It was time for Henry Mutimer to renew his health insurance a few months ago, but he let it lapse because the Affordable Care Act marketplace exchange was coming.

He tried to log into healthcare.gov on the first day, but it didn’t work. He tried the next day and the next. After three weeks of trying each day, he finally got through the system.

“I was a little distressed at the quantity of personal information required,” says Mutimer, service manager at Superior Car Care in Athens. “They know your favorite flavor of ice cream by the time you’re done.”

Once he submitted his health and income information, Mutimer priced the plans available to him. Now over age 30, he doesn’t qualify for the cheapest catastrophic care option. The bronze plan, an option with a $5,000 deductible, costs more than twice as much as his previous insurance. “So I didn’t sign up at that time,” he says. “I’m trying to determine if I’m going to pay the penalty.”
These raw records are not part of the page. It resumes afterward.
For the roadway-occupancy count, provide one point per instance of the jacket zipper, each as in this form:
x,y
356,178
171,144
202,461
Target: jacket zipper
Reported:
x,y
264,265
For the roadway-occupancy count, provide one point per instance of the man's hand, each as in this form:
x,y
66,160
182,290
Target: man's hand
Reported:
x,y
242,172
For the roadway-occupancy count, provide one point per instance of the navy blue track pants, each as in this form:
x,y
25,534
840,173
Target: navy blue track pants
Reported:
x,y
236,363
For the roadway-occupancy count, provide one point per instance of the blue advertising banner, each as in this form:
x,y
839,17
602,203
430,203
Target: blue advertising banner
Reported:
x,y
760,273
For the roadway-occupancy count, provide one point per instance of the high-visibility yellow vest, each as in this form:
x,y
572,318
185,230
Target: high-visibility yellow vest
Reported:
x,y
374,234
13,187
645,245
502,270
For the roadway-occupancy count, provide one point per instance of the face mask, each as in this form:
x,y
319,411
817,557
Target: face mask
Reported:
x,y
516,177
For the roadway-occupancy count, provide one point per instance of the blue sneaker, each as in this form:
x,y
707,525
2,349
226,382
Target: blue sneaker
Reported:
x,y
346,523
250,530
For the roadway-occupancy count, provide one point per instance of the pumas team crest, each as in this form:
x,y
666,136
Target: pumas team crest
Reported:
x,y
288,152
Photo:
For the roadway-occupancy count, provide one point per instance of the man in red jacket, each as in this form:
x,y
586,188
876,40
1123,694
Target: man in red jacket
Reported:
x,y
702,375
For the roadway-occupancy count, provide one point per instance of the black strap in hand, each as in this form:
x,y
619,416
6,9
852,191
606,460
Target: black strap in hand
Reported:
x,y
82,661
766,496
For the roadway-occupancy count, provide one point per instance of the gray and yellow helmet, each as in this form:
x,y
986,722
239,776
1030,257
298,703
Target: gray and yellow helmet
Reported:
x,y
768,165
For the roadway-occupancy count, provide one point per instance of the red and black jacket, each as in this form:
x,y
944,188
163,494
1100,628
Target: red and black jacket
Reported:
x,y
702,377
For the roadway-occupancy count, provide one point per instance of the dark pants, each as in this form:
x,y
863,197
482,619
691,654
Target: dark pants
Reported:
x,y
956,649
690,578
Mutimer feels like he’s left with few options, and he must “play it safe” as he works while uninsured. “I liked my old insurance, but it didn’t meet ACA guidelines,” he says. “And I don’t qualify for a subsidy.”

Plenty of Athens residents are echoing similar sentiments as they consider health insurance options for the future. When the federal exchange website went live on Oct. 1 and stalled day after day, social media comments shifted from anger to sarcasm to disillusionment. Though the site has improved, it’s still slow and has glitches. The Spanish-language site has been delayed indefinitely.

But Mutimer remains hopeful. “I spend a lot of time on my computer at work, so I stuck with it,” he says. “I was really curious to see how the rates were going to look, and I’m curious to see how this will all work out.” 

Working the Exchanges

Harold Weber is one of two local ACA navigators, experts whose job is to help people navigate the exchanges. He checks the website each day when he arrives at his Athens Neighborhood Health Center office. “It’s key as far as enrolling people quickly,” he says. “Right now we’re telling people to wait and be patient, but as soon as we can, we’ll have them lined up and ready to sign up.”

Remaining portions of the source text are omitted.